How this will affect charities in the long run is unclear. “Our response rates to direct mail have been depressed,” said Jordan Peavey of the Nature Conservancy. But others are more optimistic. “People who give have always been folks who support an average of six or seven causes,” said Sheri O’Dell of Craver Mathews Smith and Company, a fund-raising firm that handles direct mail campaigns for clients such as the ACLU and Habitat for Humanity. “They’re giving to relief organizations as well as their usual causes.”

Independent Sector’s Melendez sounded a note of caution. “We don’t know whether this is going to be a huge problem or not. If the crisis has caused people to give the amount they have to give this year, we may have problems.”

Reallocated Funds
Some of the millions of dollars given by foundations to groups assisting in the recovery from the terrorist attacks was “new” money—funds that foundations had not been planning to give away this year. But some of the millions were not. They came from “discretionary funds,” pots of money that foundations annually set aside to give, but wait until the end of the year to award.

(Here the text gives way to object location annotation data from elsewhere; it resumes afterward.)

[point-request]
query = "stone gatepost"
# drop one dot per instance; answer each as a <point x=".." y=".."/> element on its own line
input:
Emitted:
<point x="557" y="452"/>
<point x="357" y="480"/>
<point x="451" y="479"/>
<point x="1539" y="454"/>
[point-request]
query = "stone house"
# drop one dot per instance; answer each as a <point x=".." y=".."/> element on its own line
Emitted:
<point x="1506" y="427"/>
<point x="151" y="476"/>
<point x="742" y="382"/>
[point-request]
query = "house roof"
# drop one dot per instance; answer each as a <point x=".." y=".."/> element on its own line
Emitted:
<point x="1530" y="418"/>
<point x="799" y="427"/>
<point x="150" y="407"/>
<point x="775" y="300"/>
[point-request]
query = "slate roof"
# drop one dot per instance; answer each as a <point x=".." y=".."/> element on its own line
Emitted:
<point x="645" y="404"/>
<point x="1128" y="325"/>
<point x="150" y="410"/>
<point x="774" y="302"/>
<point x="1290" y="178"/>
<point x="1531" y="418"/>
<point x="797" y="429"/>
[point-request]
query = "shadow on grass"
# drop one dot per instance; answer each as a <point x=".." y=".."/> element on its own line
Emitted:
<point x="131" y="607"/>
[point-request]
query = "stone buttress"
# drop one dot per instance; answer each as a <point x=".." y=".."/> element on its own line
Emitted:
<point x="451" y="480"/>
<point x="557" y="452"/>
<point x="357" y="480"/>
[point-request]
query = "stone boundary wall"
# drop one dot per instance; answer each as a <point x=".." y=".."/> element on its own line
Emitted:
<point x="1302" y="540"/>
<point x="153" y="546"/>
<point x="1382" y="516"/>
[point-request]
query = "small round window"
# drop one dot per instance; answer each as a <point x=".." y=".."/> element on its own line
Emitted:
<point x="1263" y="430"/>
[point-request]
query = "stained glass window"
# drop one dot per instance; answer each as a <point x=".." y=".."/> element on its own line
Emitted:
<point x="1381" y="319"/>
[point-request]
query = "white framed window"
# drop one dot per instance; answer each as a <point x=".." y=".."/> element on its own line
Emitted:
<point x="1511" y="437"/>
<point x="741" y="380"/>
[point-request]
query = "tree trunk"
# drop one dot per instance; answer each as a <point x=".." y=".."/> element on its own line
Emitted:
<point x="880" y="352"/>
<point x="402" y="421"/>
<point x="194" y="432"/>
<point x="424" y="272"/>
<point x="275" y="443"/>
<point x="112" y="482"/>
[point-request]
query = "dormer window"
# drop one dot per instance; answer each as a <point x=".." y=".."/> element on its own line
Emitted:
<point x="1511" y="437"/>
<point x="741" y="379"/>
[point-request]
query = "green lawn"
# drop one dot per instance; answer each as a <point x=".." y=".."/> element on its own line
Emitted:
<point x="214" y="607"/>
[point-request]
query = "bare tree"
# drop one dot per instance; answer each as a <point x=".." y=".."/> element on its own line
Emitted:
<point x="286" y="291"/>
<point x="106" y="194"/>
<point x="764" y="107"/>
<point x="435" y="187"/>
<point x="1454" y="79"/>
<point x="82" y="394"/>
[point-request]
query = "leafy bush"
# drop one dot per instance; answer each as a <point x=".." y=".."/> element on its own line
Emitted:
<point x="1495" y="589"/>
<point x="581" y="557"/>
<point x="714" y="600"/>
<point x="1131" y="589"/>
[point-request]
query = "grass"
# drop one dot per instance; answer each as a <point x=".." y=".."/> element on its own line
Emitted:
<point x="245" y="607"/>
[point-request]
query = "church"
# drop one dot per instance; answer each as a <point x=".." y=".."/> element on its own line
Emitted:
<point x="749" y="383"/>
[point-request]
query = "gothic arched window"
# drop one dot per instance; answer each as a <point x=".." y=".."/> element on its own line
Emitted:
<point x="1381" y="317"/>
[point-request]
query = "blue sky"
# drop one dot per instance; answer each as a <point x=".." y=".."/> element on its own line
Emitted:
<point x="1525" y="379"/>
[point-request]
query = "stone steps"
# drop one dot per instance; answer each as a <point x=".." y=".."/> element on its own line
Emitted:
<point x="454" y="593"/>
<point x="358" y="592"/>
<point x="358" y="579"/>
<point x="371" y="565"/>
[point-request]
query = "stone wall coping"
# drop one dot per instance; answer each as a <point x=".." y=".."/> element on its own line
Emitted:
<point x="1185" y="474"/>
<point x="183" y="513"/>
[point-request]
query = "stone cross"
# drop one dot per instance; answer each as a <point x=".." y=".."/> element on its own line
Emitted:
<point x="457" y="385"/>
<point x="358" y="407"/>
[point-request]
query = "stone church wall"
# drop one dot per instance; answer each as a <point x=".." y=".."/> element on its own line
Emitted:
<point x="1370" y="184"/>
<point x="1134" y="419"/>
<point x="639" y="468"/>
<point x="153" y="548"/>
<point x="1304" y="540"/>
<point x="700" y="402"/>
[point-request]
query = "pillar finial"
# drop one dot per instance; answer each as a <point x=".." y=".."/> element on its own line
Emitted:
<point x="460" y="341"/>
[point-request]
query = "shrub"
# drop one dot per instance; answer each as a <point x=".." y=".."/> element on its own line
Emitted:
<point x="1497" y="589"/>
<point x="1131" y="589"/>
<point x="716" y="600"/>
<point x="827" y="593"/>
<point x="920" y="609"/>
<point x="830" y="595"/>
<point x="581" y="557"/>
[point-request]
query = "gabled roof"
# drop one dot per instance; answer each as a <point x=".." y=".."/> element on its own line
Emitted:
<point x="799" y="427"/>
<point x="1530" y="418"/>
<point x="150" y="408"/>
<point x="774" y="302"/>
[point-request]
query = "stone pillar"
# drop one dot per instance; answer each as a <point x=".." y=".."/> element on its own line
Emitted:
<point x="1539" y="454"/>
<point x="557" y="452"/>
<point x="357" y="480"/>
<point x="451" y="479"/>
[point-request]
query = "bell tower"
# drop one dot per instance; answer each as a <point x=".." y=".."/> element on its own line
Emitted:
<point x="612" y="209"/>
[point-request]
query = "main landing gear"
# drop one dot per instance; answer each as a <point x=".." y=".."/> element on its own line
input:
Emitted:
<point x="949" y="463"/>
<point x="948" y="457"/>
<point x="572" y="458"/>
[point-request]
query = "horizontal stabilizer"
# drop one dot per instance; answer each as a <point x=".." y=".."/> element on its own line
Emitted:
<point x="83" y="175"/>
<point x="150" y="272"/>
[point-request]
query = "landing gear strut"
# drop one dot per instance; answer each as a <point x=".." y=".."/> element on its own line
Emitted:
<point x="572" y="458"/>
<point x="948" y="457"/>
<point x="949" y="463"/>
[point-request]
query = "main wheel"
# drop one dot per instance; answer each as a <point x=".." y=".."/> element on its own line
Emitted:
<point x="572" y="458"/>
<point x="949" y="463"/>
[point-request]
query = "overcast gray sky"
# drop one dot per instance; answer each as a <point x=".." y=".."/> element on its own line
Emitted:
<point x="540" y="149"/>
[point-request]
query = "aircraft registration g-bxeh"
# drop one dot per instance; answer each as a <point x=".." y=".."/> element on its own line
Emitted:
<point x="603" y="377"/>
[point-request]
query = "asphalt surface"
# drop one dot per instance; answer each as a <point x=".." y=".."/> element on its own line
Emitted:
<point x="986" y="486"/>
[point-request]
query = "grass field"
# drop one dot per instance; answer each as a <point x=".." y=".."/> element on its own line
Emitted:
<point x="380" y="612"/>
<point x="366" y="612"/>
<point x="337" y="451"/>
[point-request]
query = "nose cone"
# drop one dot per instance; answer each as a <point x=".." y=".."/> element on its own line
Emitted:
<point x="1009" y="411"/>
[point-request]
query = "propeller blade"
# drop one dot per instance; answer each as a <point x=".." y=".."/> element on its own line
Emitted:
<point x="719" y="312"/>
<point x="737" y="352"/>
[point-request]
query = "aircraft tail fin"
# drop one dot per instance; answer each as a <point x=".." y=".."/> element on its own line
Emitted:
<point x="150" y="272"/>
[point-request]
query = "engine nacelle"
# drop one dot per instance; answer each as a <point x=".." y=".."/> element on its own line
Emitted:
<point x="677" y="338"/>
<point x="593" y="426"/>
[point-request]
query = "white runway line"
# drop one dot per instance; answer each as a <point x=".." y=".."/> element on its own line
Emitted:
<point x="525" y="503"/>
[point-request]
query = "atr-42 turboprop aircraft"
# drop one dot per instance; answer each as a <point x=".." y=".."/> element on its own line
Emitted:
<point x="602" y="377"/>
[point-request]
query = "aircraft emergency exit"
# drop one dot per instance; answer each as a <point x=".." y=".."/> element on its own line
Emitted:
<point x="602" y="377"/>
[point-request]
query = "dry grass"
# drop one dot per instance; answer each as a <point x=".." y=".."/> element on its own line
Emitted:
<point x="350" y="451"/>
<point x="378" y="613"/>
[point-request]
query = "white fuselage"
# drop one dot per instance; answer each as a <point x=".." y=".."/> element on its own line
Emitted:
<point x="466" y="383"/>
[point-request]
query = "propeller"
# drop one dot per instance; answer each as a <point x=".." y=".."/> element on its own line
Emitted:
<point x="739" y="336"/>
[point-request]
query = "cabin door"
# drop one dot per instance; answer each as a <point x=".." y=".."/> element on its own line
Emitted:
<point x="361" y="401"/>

The Annie E. Casey Foundation’s $3 million grant to disaster relief charities came from such discretionary funds; likewise, the Ford Foundation’s $10 million grant and the Robert Wood Johnson Foundation’s $5 million.

While larger nonprofits often raise enough money by mid-year to keep their doors open through December, “a lot of smaller charities depend on discretionary funds to make ends meet,” said Juliet Page, development director for the Parks Council, a local New York City charity that supports public parks and recreation. The Parks Council, she said, often hopes for end-of-year money from foundation discretionary funds to help cover operating costs.

With much of those funds now redirected to disaster relief, some smaller charities are wondering if they will have enough money at the end of the year.

Depressed Stock Market
“The stock market has lost around 14 percent in the last two weeks,” said Patrick Rooney, director of research at the Center on Philanthropy at Indiana University. “It’s somewhat inevitable that you will see a decline in foundation giving this year or the next, if the market doesn’t recover.”

Most foundations keep a large portion of their money in stocks and related investments. For the past five years, this has been good policy. But in the last two weeks they have watched their portfolios weaken—and their ability to give, as well.

Moreover, Rooney pointed out that a slumping economy could hurt giving from all sources, as corporations and individuals will have less money to give away.

“It doesn’t mean overall giving will decline,” Rooney said. “But the rate of growth may slow.”

Tom Gascoyne contributed to this story.